When pro-immigration liberals ignore these issues, their celebration of diversity can easily come across as the enforced values of an economic system in which working-class people have lost out. Neoliberal globalisation has gone hand in hand with a decline in the power of organised labour. From a class point of view, the real question is how patterns of migration link to the collective bargaining power of workers.

There is no denying that sometimes employers use migrant workers to try to weaken that power. Equally, there are other situations in which migrant workers revitalise a native labour movement by importing new modes of organisation and fresh political thinking. Yet pro-immigration campaigners rarely engage on this more pertinent level.

And for all their vaunted cosmopolitanism, neoliberal elites do not want a borderless world. The most important neoliberal intellectuals of the twentieth century believed in using border controls to prevent the entry into Europe of people seen as having different cultures. Friedrich Hayek, the economist who set out neoliberalism’s free-market principles, for example, might have been expected to support the free movement of people from one nation to another. But actually, he put these principles aside when it came to immigration, arguing that European governments should stop people coming who do not share with the West a “common system of basic moral beliefs”.

In this century, wealthy self-styled liberals living in the English shires have regularly mobilised to keep asylum seekers out of their communities.

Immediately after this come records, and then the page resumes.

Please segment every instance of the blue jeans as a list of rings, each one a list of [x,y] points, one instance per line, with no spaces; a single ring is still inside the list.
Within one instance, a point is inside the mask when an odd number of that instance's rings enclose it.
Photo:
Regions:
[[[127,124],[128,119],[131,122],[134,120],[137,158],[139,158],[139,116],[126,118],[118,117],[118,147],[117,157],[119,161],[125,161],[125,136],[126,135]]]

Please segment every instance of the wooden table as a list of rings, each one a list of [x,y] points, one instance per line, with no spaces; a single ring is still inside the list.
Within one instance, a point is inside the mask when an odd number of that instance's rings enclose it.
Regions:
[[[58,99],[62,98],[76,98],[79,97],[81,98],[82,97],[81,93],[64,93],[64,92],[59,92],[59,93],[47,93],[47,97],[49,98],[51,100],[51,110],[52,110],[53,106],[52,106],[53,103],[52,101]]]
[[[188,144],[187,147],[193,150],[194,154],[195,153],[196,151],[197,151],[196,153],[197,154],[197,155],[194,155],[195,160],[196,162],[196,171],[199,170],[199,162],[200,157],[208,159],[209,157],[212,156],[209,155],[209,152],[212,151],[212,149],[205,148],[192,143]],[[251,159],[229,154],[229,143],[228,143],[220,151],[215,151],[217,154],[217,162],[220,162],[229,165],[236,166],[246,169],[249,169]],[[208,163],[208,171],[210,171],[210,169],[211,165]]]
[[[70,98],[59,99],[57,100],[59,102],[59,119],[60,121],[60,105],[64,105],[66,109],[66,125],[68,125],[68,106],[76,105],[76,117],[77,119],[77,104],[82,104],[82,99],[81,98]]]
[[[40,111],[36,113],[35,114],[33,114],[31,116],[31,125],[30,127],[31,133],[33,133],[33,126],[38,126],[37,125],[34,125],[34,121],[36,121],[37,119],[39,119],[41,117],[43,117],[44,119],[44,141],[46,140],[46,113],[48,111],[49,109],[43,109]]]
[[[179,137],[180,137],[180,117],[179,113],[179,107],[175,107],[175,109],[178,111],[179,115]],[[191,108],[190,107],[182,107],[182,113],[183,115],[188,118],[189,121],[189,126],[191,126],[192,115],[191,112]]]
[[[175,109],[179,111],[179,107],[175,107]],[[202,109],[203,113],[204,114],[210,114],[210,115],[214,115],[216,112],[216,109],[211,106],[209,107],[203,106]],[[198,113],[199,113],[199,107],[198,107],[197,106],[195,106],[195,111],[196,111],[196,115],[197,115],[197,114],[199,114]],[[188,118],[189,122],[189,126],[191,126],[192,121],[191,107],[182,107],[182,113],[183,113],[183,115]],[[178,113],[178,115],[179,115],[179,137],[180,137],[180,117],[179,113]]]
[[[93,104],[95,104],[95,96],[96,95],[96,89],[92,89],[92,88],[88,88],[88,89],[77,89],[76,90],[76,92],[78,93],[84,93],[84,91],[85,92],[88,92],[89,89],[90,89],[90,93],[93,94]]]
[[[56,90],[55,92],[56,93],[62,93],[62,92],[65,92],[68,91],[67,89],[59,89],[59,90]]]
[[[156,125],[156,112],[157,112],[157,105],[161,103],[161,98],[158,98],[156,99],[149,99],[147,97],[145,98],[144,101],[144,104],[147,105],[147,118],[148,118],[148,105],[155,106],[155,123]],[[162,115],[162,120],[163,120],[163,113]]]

In the early 2000s, for example, there was a wave of mass protests against plans for asylum seeker accommodation centres in Kent, Sussex, Oxfordshire, Hampshire, Dorset and Lincolnshire. A local campaign against plans to build an accommodation centre near Pershore, Worcestershire, reportedly won support from fashion designer Stella McCartney, who had a £1.3m farmhouse in the village, and ‘Songs of Praise’ presenter Toyah Wilcox. The Home Office cancelled its plans after hundreds demonstrated at the proposed site.

The neoliberal think tanks and the wealthy who gather at Davos are also at best divided on the extent to which immigration is desirable. The billionaire Koch brothers, for example – the world’s largest funders of neoliberal activism – have lavishly funded both pro-immigrant and anti-immigrant think tanks in the US. The belief, held by many on the left, that neoliberals “are completely for open borders” is mistaken.

Borders are profitable to capitalists for two reasons. They block the overwhelming majority of super-exploited workers in the Global South from moving north to obtain higher wages, and they create migrant workforces in the North that are highly policed and easily deportable – the better to exploit them. ‘Pro-immigration’ neoliberal think tanks are as committed to the infrastructures of border enforcement as those that oppose immigration – all of them are responsible for the seas of misery that borders produce.

No wonder that neoliberal politicians so often declare their pride in a Britain that is ‘open, diverse and welcoming’ (if only!) but then, in the next breath, claim that, reluctantly, nationalist sentiments must be honoured in policy-making as ‘genuine concerns’. How convenient that working-class nationalists provide an alibi for policies that our neoliberal leaders would choose to pursue anyway.

There is no culture war over immigration in the normally understood sense. Rather, there is a strange and hidden class war being fought out on the terrains of race and culture. At stake is the very definition of the working class: whether or not it can extend to a political refugee from Turkey – or anyone else from the Global South.

To win that class war requires understanding that working-class anti-immigrant sentiment is lodged in a misdirected sense of class interest, and it needs to be dislodged on those terms, rather than through appeals to cosmopolitanism or empty promises of economic betterment. And it means grasping that, in this war, the flags waved can be misleading: the neoliberals who preach cultural tolerance to the less wealthy are those most responsible for the death-by-policy we inflict on migrants and asylum seekers.